TENUTA DI FESSINA: A’ FIMMINA SU LA MUNTAGNA.
Etna, the highest active volcano in Europe, became part of the UNESCO World Heritage Site in 2013. ‘A Muntagna – as it has always been called by the locals – it is a very particular place, which brings us back to our dimension. A living organism, which changes every day, like us. Every day it throws a little ash, a little dust, a few puffs of smoke into the sky. And the landscape changes visibly. This smoke brings new earth to the mountain, which grows and regenerates.
Enclosed between the Alcantara valley, one of the most scenic natural beauties of Sicily, the Simeto basin and the Catania plain on one side and the sea on the other, the Etna massif is the great “guardian father” of the island, in a mixture of respect and fear. Extending for 1570 km2 and with a perimeter of 221 km, its peak reaches 3350 m. with gentle slopes, up to 1550 m., cultivated and inhabited. There are dark lava flows with patches of forest and patches of broom up to 2400 m. and then, finally, bare rock. The base of the volcano appears well raised above sea level, while the cone rises up to 2900 m, where it flattens into an elliptical plateau like the residue of an old crater, to reach the terminal cone, still active.
“Etna is like an immense house cat that quietly snores and every now and then wakes up, yawns, stretches with lazy slowness and, with a distracted paw, covers now one valley, now another, obliterating towns, vineyards and gardens . And just like Eliot’s cats it has three different names: Etna, Mongibello, and the third secret. Immense”.

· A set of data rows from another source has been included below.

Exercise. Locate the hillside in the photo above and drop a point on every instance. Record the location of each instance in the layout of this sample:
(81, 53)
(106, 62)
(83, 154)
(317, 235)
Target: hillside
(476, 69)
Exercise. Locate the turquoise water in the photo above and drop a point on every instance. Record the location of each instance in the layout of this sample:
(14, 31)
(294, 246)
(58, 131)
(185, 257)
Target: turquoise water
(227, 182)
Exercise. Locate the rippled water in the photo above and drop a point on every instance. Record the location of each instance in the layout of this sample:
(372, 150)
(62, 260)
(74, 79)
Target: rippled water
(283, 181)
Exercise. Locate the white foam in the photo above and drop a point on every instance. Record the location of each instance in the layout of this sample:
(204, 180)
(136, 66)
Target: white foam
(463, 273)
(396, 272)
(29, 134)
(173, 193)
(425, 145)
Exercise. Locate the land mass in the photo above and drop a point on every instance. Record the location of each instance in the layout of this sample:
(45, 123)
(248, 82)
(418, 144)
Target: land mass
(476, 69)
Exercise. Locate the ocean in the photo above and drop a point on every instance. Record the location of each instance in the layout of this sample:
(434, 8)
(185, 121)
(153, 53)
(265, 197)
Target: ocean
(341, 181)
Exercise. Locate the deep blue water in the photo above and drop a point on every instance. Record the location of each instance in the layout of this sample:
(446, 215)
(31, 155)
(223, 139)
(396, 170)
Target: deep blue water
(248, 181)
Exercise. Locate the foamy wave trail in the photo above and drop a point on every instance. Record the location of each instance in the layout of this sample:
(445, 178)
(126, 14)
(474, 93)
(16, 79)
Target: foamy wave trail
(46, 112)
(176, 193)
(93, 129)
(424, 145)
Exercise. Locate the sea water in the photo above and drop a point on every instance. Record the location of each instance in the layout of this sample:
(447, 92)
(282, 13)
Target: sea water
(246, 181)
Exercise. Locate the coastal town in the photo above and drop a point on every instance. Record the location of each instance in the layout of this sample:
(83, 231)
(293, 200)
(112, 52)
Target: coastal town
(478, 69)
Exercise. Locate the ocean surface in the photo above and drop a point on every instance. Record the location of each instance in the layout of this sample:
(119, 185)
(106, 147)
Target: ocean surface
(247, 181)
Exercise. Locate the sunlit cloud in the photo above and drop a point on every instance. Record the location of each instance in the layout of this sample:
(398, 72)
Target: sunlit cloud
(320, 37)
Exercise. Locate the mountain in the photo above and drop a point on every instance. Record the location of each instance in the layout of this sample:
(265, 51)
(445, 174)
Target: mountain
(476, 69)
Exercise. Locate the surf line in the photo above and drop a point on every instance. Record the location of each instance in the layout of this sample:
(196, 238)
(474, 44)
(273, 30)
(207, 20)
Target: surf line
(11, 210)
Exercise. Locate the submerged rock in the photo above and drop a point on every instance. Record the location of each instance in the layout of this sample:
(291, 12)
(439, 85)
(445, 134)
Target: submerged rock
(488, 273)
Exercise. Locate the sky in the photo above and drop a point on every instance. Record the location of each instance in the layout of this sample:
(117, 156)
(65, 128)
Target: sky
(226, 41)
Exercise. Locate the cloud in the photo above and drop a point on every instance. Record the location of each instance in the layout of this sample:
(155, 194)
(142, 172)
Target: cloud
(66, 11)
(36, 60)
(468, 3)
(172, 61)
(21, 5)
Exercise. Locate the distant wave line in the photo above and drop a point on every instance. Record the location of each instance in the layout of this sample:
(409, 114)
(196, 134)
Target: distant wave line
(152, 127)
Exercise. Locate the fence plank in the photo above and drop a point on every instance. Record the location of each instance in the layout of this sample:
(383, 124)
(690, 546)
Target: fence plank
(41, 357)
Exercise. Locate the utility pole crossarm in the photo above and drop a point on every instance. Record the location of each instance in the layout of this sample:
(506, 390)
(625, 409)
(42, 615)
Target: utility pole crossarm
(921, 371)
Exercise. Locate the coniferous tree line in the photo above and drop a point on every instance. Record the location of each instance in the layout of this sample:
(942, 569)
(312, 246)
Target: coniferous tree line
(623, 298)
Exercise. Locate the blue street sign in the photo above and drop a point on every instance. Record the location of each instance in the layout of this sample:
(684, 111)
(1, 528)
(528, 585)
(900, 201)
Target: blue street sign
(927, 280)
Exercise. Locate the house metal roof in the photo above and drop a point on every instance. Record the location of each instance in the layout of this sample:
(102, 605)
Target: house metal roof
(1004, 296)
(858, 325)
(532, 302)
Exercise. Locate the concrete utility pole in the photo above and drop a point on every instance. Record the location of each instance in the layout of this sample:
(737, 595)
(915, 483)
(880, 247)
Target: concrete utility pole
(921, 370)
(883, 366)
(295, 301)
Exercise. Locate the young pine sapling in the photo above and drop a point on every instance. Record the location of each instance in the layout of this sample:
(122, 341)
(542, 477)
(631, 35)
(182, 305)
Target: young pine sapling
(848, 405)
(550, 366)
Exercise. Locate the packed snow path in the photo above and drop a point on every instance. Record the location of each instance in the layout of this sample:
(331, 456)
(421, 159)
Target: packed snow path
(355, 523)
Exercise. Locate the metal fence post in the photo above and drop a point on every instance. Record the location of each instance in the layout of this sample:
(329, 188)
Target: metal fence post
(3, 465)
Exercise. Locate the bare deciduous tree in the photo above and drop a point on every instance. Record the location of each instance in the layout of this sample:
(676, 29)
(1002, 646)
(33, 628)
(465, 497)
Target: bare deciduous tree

Hundreds of secondary lava cones are found scattered along the slope, from which lava material occasionally escapes and often reaches the populated area. In 1669 a flow reached Catania destroying some neighborhoods, while in 1928 it destroyed Mascali. The volcanic soil is made up of lava, basalts, tuffs, lapilli and ashes which are very permeable to water. Snow is always present on the summit in winter, but the area is arid as it has no rivers and streams. The latter are found abundantly below, together with springs and wells.